Issei Herr, Distant Intervals (NNA Tapes)
This one is also not out yet but will be soon! Issei Herr is a cellist and composer who recorded this album entirely in her bedroom closet, layering overdubbed cello improvisations and processed samples to produce music that is shockingly lush. The unfiltered thought I had upon my first listen: “Oh my god this is so fucking beautiful.” It feels like it could be the score to an avant-garde ballet. A doomy element surfaces at times, reminding me of the band OM and why I used to think of their music as “special doom.”
Dominique Guiot, L'Univers De La Mer (1978)
It wouldn’t be another issue of Sick Sad Motherslug without one weird album from decades ago and this time that album is perhaps best-suited for fans of the Fantastic Planet soundtrack, Oksana Linde’s Aquatic and Other Worlds, and pixelated video game music. I’ll keep it simple and pull from the album description: “Written, composed and played by Dominique Guiot with his Mellotron, Minimoog, clavinet, organ, and guitar, L'Univers de la Mer draws its inspiration from deep sea exploration, oceanic creatures, and underwater kingdoms.”
Rest in peace, Ryuichi Sakamoto.
To celebrate his legacy, I put the call out on Twitter to share your favorites among his incredible, diverse body of work. As usual, y’all delivered remarkably and the resulting thread is the ideal mix of his most well-known and well-regarded work and deeper cuts. Enjoy, especially if you’re new to the magical genius of his music. You might also check out the 2017 documentary Ryuichi Sakamoto: Coda, streaming now on MUBI.
Take Shelter (2011)
While looking for another ‘90s film with the themes and tones of Todd Haynes’ all-timer Safe, I swerved out of the decade and into the subject matter with this psychological thriller that I was convinced was a deliberate early-to-mid 2000s period piece until spotting a 2010 calendar on the wall and realizing that the setting is just the time the movie was filmed. Anyway, it stars Michael Shannon and Jessica Chastain and they’re both great in their roles as husband and wife of a Midwest Christian family who genuinely love each other but are plagued with the material effects of the husband’s terrible dreams and visions. I’m a big fan of Shannon’s paranoid intensity and it comes naturally to the forefront of this not-quite-disaster film. The title doesn’t need to be interpreted literally, but in this case there’s an actual storm shelter that figures into the climactic action in a 21st-century-folk horror kinda way. I liked it a lot!

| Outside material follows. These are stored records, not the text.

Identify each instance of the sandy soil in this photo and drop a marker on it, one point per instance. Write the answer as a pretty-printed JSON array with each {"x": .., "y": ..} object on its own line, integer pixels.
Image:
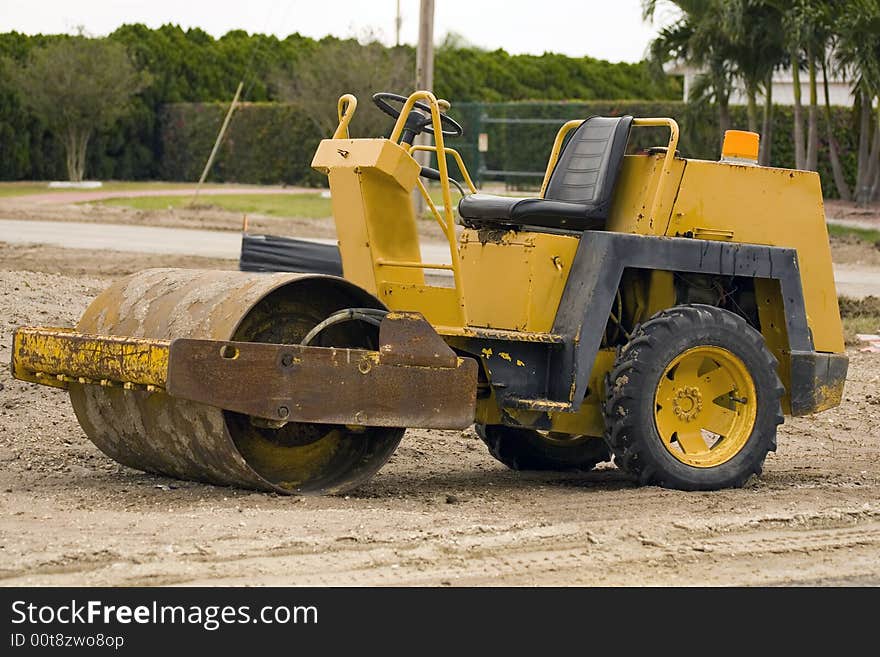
[{"x": 442, "y": 512}]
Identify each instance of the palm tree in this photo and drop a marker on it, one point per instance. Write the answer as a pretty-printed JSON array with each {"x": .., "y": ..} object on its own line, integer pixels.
[
  {"x": 699, "y": 39},
  {"x": 758, "y": 49},
  {"x": 857, "y": 55}
]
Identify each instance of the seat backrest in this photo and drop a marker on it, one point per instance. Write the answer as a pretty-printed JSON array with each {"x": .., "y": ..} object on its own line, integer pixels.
[{"x": 587, "y": 168}]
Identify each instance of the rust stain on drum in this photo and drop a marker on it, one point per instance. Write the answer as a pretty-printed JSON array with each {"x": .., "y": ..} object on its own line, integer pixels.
[{"x": 153, "y": 431}]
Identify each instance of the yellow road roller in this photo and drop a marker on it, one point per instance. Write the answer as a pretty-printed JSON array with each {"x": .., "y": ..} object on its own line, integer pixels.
[{"x": 663, "y": 311}]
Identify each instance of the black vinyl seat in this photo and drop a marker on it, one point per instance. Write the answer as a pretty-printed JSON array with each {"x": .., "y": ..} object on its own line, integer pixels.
[{"x": 579, "y": 192}]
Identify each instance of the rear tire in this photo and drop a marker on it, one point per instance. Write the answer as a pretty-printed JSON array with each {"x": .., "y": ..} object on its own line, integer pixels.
[
  {"x": 527, "y": 449},
  {"x": 693, "y": 400}
]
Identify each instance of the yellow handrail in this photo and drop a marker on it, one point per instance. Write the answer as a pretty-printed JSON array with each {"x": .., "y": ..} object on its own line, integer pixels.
[
  {"x": 345, "y": 108},
  {"x": 642, "y": 123},
  {"x": 449, "y": 224},
  {"x": 666, "y": 170},
  {"x": 554, "y": 152},
  {"x": 455, "y": 156}
]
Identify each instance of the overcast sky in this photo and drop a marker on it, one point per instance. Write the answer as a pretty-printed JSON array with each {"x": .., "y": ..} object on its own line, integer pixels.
[{"x": 607, "y": 29}]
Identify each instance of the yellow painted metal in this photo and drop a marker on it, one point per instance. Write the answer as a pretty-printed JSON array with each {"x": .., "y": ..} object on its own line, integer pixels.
[
  {"x": 648, "y": 204},
  {"x": 515, "y": 280},
  {"x": 371, "y": 181},
  {"x": 556, "y": 150},
  {"x": 741, "y": 144},
  {"x": 439, "y": 305},
  {"x": 588, "y": 421},
  {"x": 764, "y": 205},
  {"x": 705, "y": 406},
  {"x": 56, "y": 357},
  {"x": 345, "y": 109}
]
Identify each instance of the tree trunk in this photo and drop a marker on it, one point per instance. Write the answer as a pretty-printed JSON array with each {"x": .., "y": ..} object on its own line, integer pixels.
[
  {"x": 766, "y": 147},
  {"x": 76, "y": 141},
  {"x": 752, "y": 106},
  {"x": 833, "y": 153},
  {"x": 813, "y": 120},
  {"x": 862, "y": 188},
  {"x": 874, "y": 165},
  {"x": 800, "y": 157}
]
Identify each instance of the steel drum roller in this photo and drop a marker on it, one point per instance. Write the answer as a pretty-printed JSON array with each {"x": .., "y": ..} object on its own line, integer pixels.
[{"x": 189, "y": 440}]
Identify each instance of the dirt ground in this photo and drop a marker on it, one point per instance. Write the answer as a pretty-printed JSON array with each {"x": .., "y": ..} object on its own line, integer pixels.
[{"x": 442, "y": 512}]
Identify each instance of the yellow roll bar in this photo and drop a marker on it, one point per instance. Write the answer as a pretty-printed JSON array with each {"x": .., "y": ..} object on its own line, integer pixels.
[
  {"x": 642, "y": 123},
  {"x": 345, "y": 107}
]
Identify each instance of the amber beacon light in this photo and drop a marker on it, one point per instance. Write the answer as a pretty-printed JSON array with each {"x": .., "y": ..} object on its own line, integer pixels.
[{"x": 740, "y": 145}]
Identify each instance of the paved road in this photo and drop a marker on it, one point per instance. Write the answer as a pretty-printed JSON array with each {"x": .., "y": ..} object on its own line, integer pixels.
[
  {"x": 852, "y": 280},
  {"x": 91, "y": 195},
  {"x": 150, "y": 239}
]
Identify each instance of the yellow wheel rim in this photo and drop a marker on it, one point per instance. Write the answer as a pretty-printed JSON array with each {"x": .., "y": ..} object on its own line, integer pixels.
[{"x": 705, "y": 405}]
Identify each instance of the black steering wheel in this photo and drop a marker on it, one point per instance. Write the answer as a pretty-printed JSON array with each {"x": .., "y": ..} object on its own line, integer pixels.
[{"x": 416, "y": 122}]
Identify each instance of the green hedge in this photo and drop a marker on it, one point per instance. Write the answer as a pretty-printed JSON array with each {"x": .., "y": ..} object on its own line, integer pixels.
[
  {"x": 266, "y": 143},
  {"x": 526, "y": 147}
]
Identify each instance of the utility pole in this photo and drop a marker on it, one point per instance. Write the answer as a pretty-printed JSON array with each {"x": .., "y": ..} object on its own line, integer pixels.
[
  {"x": 425, "y": 51},
  {"x": 424, "y": 80}
]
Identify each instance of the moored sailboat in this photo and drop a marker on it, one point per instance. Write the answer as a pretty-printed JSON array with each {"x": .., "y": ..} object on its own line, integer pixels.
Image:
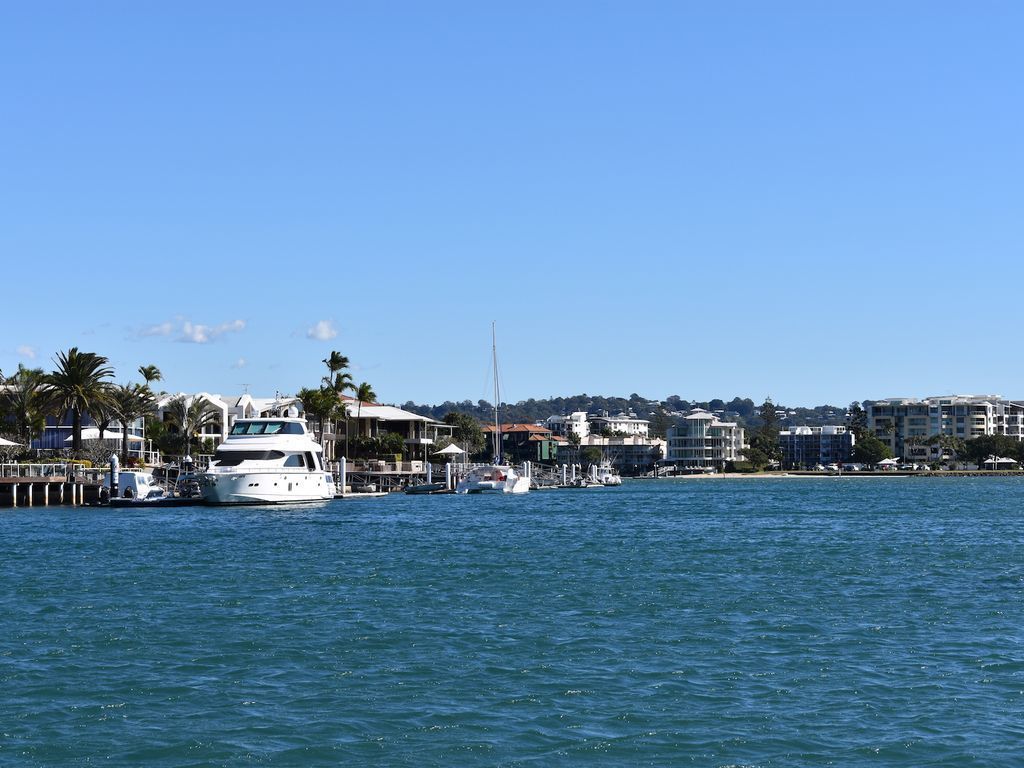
[{"x": 498, "y": 477}]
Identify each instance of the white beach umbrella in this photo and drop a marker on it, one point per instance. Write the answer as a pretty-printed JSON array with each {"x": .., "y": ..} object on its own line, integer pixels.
[{"x": 450, "y": 450}]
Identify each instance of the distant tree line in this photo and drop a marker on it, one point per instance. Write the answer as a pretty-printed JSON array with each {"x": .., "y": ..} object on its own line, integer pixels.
[{"x": 662, "y": 414}]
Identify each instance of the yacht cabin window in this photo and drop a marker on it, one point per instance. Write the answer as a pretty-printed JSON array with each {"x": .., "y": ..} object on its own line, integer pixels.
[
  {"x": 266, "y": 427},
  {"x": 235, "y": 458}
]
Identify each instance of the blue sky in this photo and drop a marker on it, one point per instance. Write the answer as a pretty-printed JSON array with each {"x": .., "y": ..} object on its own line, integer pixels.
[{"x": 808, "y": 201}]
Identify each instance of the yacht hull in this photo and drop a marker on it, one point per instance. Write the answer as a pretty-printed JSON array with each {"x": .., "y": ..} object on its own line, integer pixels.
[
  {"x": 494, "y": 480},
  {"x": 278, "y": 487}
]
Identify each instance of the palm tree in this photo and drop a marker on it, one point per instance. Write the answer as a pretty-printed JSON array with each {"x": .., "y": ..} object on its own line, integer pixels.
[
  {"x": 24, "y": 401},
  {"x": 192, "y": 417},
  {"x": 320, "y": 403},
  {"x": 151, "y": 374},
  {"x": 132, "y": 401},
  {"x": 364, "y": 393},
  {"x": 78, "y": 385},
  {"x": 337, "y": 379},
  {"x": 337, "y": 361}
]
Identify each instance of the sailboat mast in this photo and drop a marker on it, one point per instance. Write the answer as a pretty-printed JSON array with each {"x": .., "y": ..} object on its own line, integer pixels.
[{"x": 498, "y": 427}]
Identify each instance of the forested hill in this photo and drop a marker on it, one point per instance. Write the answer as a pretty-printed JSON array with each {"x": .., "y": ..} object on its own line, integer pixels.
[{"x": 742, "y": 410}]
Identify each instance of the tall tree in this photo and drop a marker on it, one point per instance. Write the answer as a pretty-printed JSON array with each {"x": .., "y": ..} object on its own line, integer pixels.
[
  {"x": 78, "y": 383},
  {"x": 764, "y": 441},
  {"x": 337, "y": 378},
  {"x": 856, "y": 418},
  {"x": 364, "y": 393},
  {"x": 132, "y": 401},
  {"x": 190, "y": 418},
  {"x": 318, "y": 403},
  {"x": 102, "y": 413},
  {"x": 467, "y": 431},
  {"x": 24, "y": 402},
  {"x": 151, "y": 374}
]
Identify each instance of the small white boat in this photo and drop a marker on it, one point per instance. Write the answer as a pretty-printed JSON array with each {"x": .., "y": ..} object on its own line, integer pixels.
[
  {"x": 493, "y": 478},
  {"x": 267, "y": 461},
  {"x": 605, "y": 474},
  {"x": 497, "y": 477},
  {"x": 134, "y": 484}
]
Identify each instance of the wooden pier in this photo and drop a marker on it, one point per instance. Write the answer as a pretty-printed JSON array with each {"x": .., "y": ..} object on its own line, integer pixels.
[{"x": 45, "y": 492}]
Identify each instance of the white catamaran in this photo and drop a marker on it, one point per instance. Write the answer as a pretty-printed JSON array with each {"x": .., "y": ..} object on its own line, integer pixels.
[{"x": 498, "y": 477}]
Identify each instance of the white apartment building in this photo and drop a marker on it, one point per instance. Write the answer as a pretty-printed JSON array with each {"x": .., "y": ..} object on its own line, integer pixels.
[
  {"x": 903, "y": 423},
  {"x": 630, "y": 455},
  {"x": 563, "y": 426},
  {"x": 229, "y": 409},
  {"x": 626, "y": 424},
  {"x": 701, "y": 440}
]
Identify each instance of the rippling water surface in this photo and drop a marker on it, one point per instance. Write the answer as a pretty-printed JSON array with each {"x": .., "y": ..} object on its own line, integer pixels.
[{"x": 759, "y": 623}]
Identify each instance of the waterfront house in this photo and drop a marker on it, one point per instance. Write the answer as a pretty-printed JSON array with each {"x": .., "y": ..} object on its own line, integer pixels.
[
  {"x": 701, "y": 441},
  {"x": 525, "y": 442},
  {"x": 805, "y": 448}
]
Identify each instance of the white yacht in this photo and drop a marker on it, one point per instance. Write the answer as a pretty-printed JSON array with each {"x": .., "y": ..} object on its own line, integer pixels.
[
  {"x": 605, "y": 474},
  {"x": 267, "y": 461},
  {"x": 493, "y": 478}
]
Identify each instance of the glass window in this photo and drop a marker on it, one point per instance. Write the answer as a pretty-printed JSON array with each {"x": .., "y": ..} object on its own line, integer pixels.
[{"x": 235, "y": 458}]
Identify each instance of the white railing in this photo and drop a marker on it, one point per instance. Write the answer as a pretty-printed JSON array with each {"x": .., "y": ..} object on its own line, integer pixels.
[{"x": 38, "y": 470}]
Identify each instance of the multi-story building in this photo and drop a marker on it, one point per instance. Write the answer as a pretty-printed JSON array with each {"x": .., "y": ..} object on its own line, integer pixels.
[
  {"x": 573, "y": 424},
  {"x": 701, "y": 440},
  {"x": 904, "y": 423},
  {"x": 631, "y": 455},
  {"x": 525, "y": 442},
  {"x": 621, "y": 424},
  {"x": 804, "y": 448}
]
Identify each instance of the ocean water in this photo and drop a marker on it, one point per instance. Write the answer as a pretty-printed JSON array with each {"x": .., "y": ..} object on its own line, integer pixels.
[{"x": 779, "y": 622}]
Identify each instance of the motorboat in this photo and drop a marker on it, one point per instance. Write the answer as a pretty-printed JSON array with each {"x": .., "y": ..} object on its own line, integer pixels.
[
  {"x": 493, "y": 478},
  {"x": 133, "y": 485},
  {"x": 267, "y": 461},
  {"x": 605, "y": 474}
]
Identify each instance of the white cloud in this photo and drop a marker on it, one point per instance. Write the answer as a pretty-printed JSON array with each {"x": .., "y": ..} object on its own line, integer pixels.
[
  {"x": 162, "y": 329},
  {"x": 197, "y": 333},
  {"x": 194, "y": 333},
  {"x": 323, "y": 331}
]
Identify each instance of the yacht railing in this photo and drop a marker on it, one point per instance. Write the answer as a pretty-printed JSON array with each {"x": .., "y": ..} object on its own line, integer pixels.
[{"x": 58, "y": 469}]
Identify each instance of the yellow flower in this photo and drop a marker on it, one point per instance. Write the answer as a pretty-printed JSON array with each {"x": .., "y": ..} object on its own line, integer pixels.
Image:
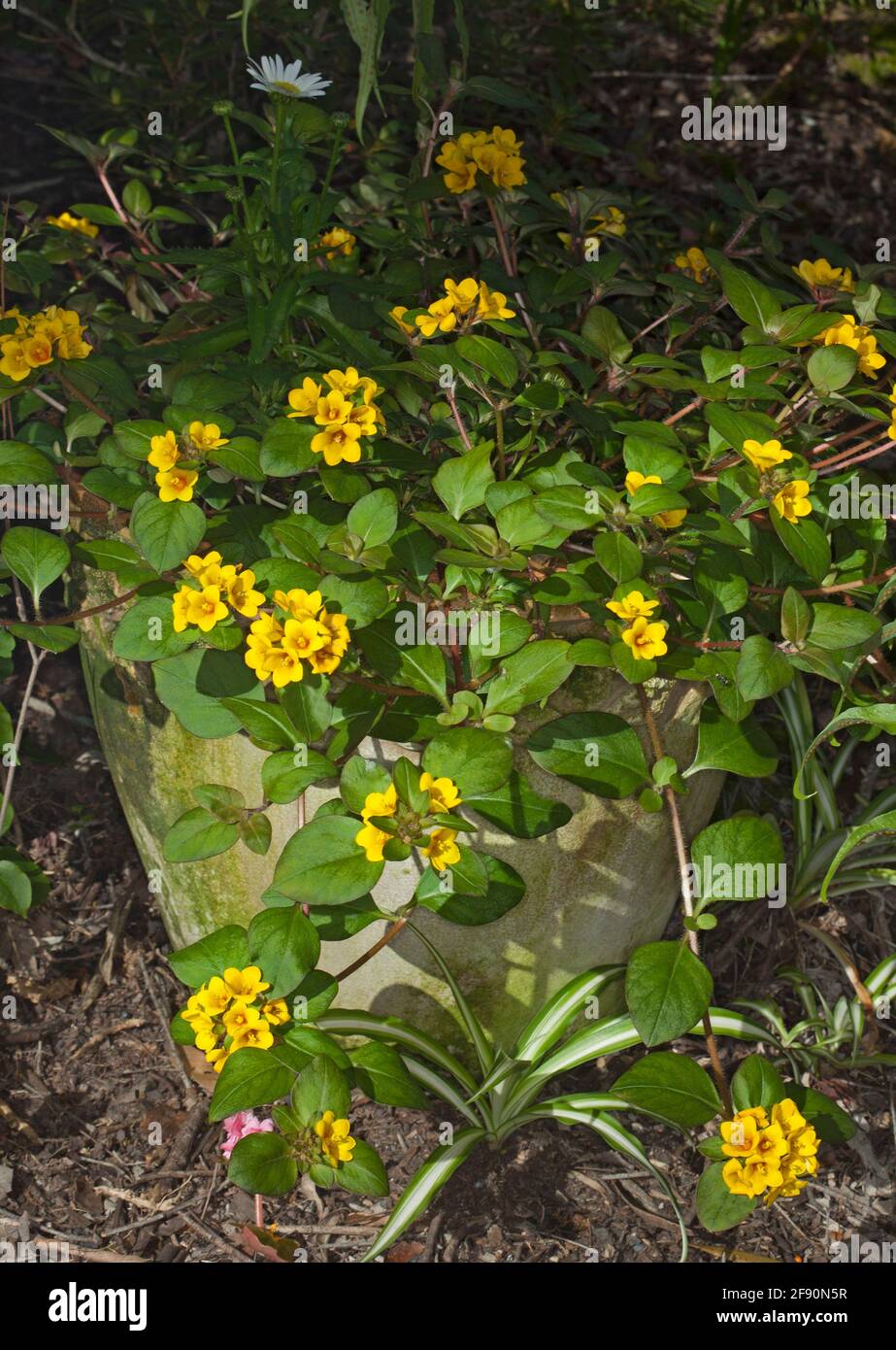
[
  {"x": 207, "y": 436},
  {"x": 463, "y": 294},
  {"x": 38, "y": 350},
  {"x": 740, "y": 1135},
  {"x": 442, "y": 850},
  {"x": 332, "y": 411},
  {"x": 203, "y": 608},
  {"x": 792, "y": 501},
  {"x": 241, "y": 594},
  {"x": 646, "y": 639},
  {"x": 214, "y": 996},
  {"x": 397, "y": 316},
  {"x": 245, "y": 985},
  {"x": 176, "y": 485},
  {"x": 443, "y": 793},
  {"x": 439, "y": 318},
  {"x": 339, "y": 445},
  {"x": 304, "y": 401},
  {"x": 79, "y": 224},
  {"x": 241, "y": 1017},
  {"x": 633, "y": 481},
  {"x": 335, "y": 1141},
  {"x": 303, "y": 636},
  {"x": 336, "y": 242},
  {"x": 820, "y": 276},
  {"x": 493, "y": 304},
  {"x": 218, "y": 1059},
  {"x": 765, "y": 456},
  {"x": 670, "y": 519},
  {"x": 14, "y": 363},
  {"x": 632, "y": 606},
  {"x": 163, "y": 453},
  {"x": 695, "y": 263},
  {"x": 256, "y": 1035},
  {"x": 282, "y": 667},
  {"x": 300, "y": 604}
]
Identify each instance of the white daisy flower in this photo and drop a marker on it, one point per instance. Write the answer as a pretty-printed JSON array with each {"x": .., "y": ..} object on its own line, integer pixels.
[{"x": 273, "y": 76}]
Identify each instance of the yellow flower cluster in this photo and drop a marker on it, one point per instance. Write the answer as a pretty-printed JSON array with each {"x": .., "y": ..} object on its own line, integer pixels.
[
  {"x": 346, "y": 414},
  {"x": 768, "y": 1159},
  {"x": 491, "y": 152},
  {"x": 820, "y": 276},
  {"x": 335, "y": 1141},
  {"x": 305, "y": 632},
  {"x": 464, "y": 304},
  {"x": 791, "y": 501},
  {"x": 40, "y": 338},
  {"x": 230, "y": 1013},
  {"x": 663, "y": 519},
  {"x": 176, "y": 475},
  {"x": 204, "y": 604},
  {"x": 77, "y": 224},
  {"x": 846, "y": 332},
  {"x": 440, "y": 850},
  {"x": 694, "y": 263},
  {"x": 336, "y": 242},
  {"x": 644, "y": 637}
]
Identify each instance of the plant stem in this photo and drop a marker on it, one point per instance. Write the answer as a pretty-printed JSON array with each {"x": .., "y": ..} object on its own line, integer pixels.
[{"x": 687, "y": 895}]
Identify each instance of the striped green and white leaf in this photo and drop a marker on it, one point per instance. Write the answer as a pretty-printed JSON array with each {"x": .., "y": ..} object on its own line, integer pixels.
[{"x": 422, "y": 1188}]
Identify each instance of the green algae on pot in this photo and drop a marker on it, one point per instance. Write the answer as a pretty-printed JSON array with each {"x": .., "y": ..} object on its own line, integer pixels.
[{"x": 595, "y": 889}]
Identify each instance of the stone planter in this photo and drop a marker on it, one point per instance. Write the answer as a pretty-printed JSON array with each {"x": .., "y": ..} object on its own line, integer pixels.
[{"x": 595, "y": 889}]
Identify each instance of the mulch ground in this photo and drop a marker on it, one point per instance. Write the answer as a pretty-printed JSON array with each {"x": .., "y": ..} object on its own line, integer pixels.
[{"x": 103, "y": 1134}]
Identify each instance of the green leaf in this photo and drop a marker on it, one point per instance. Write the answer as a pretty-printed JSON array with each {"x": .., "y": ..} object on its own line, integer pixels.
[
  {"x": 212, "y": 955},
  {"x": 671, "y": 1086},
  {"x": 15, "y": 889},
  {"x": 321, "y": 862},
  {"x": 462, "y": 482},
  {"x": 381, "y": 1075},
  {"x": 146, "y": 633},
  {"x": 21, "y": 463},
  {"x": 756, "y": 1083},
  {"x": 35, "y": 557},
  {"x": 834, "y": 626},
  {"x": 490, "y": 356},
  {"x": 598, "y": 752},
  {"x": 529, "y": 675},
  {"x": 166, "y": 532},
  {"x": 744, "y": 847},
  {"x": 252, "y": 1077},
  {"x": 262, "y": 1165},
  {"x": 667, "y": 990},
  {"x": 286, "y": 947},
  {"x": 716, "y": 1208},
  {"x": 197, "y": 834},
  {"x": 733, "y": 747},
  {"x": 518, "y": 810},
  {"x": 831, "y": 367},
  {"x": 422, "y": 1187},
  {"x": 475, "y": 759},
  {"x": 321, "y": 1087},
  {"x": 374, "y": 518},
  {"x": 761, "y": 668},
  {"x": 604, "y": 331}
]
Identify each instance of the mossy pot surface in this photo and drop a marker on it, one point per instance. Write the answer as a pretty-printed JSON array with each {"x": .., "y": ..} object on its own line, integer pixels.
[{"x": 595, "y": 889}]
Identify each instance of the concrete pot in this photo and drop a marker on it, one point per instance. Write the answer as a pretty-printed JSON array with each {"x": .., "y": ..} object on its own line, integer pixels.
[{"x": 595, "y": 889}]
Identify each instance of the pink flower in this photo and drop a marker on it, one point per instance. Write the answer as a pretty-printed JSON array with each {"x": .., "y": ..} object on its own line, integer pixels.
[{"x": 238, "y": 1126}]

Currently Reading: The Years by Annie Ernaux; DFW’s essay about the film Lost Highway; Oscar Wars by Michael Schulman; Cathedral by Raymond Carver; How to Be a Revolutionary by C.A. Davids; The Two Towers by Tolkien
Enjoyed your Unburied Books episode. Definitely going to pick up Turtle Diary now.
Every email results in hours of deep listening afterward. Thank you.